Face to Face needs no introduction. After all, we’re talking about a band that has been around since 1991. With 10 studio full-length releases, they have served as one of the more popular names to embody the melodic pop punk sound. It seems like these guys have done everything and been everywhere from indie labels to major labels, to touring all over the world and playing every kind of gig from tiny dive bars to huge music festivals. Through it all, they have had some iconic releases and some forgettable ones. Long time fans often site their first album which was originally released on Dr. Strange and re-released on Fat Wreck Chords titled Don’t Turn Away, as the band’s masterwork. Nine albums, and about as many label changes later, they have returned to Fat Wreck Chords on their latest release Protection…a move that many people, including Trevor Keith, regard as a homecoming of sorts.
Whatever you want to call it, make no mistake, Protection is one of the band’s best albums in their discography. It certainly gets back to the roots of the Face to Face sound that I fell in love with 25 years ago. It’s fast, melodic, and heartfelt in all the ways I remember Don’t Turn Away to be. The main difference is that the tracks, despite going back to a roots sound, show all the maturity the band has grown into over the years, and the audio production is off-the-charts-clean thanks to Bill Stevenson, Jason Livermore, and the Blasting Room.
The album kicks off with a song called Bent But Not Broken. It’s a great stop-n-go song that immediately highlights the production quality. Open guitar sustains are densely filled with classic Scott Shiflett bass stylings. The drums are poppin’ at a tempo that is very native to the band, and when the vocals finally drop, all the instrumentation pauses and you know immediately that Face to Face has returned with a banger!
As the album plays through you will be reminded of all of the qualities and subtle nuances that make this band great such as the fact that it is always nice to listen to a pop punk singer who doesn’t sound like he is 12 years old with a clothespin clamped on his nose… the fast to mid-tempo galloping drum grooves…the 1 – 4 – 5 based guitar progressions… the smooth melodies …the oo’s & ah’s…and the overall sing along vibe. Tracks like Say What You Want will conjure memories of the guitar work on Sensible from Big Choice while channeling melody stylings of Blake Schwarzenbach. Mood-wise, some songs like Double Crossed lean toward a more lighthearted vibe while others such as Fourteen Fifty-Nine bark at you with a little more edge and potent lyricism indicative of Face to Face’s maturity I wrote of earlier. Example: “I’d like to get behind you once and get glimpse of that intoxicating lie …and shove you all the way in it!”

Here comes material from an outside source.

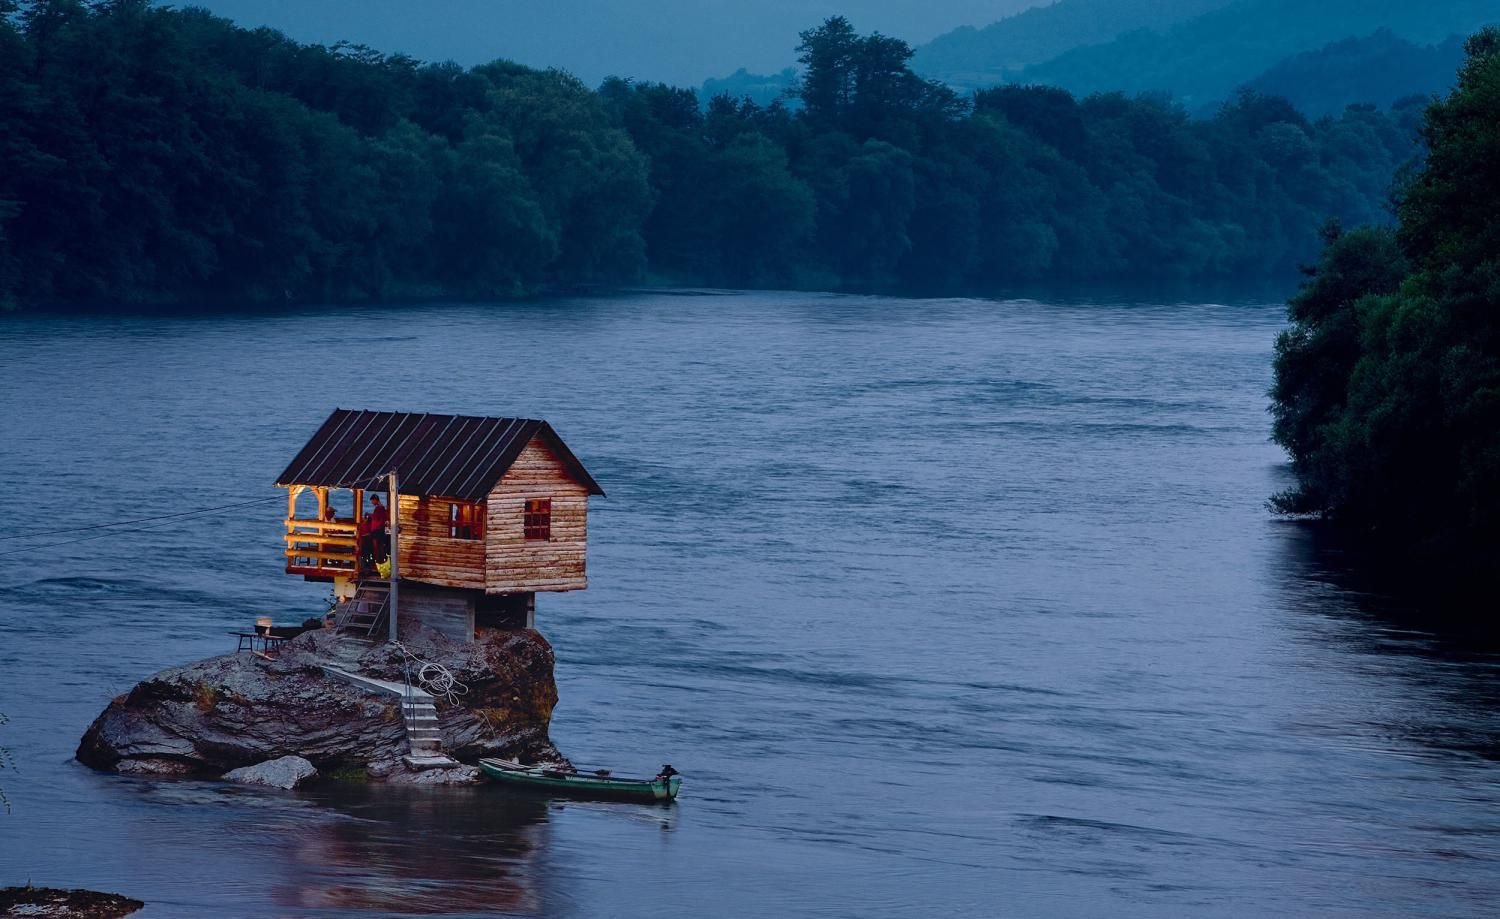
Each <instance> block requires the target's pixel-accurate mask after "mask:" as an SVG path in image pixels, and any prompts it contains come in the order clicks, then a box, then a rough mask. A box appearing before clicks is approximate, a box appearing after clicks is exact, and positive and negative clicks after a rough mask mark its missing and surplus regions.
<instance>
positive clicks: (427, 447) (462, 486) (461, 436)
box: [276, 408, 604, 501]
mask: <svg viewBox="0 0 1500 919" xmlns="http://www.w3.org/2000/svg"><path fill="white" fill-rule="evenodd" d="M534 436H540V438H541V439H543V441H546V442H547V445H549V447H550V448H552V450H553V453H556V456H558V459H559V460H562V465H565V466H567V468H568V471H570V472H571V474H573V475H574V477H576V478H577V481H579V483H580V484H583V486H586V487H588V493H589V495H603V493H604V490H603V489H600V487H598V483H597V481H594V477H592V475H589V474H588V469H585V468H583V463H580V462H577V457H576V456H573V451H571V450H568V448H567V444H564V442H562V438H559V436H558V435H556V432H555V430H552V426H550V424H547V423H546V421H535V420H529V418H480V417H474V415H426V414H416V412H366V411H350V409H342V408H341V409H335V411H333V414H332V415H329V420H327V421H324V423H323V427H320V429H318V433H315V435H312V439H311V441H308V445H306V447H303V448H302V453H299V454H297V459H294V460H293V462H291V465H290V466H287V471H285V472H282V474H281V478H278V480H276V484H279V486H324V487H333V489H381V487H386V475H387V474H390V472H392V471H395V472H396V475H398V480H399V481H398V484H399V486H401V493H402V495H426V496H432V498H455V499H458V501H483V499H484V496H486V495H489V492H490V489H493V487H495V484H496V483H498V481H499V480H501V477H502V475H504V474H505V472H507V471H508V469H510V465H511V463H514V462H516V457H517V456H520V451H522V450H523V448H525V447H526V444H528V442H531V438H534Z"/></svg>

This record puts the better side of the band on full display. For the long time fans, can you ever remember a time driving faster than you should, while shouting along to a Face to Face anthem? For brand new listeners, are you in to swift pop punk with more guts and less fluf? If so, let it be known that Face to Face just kicked out 11 new songs that may very well have you banging on the steering wheel and throwing your voice out.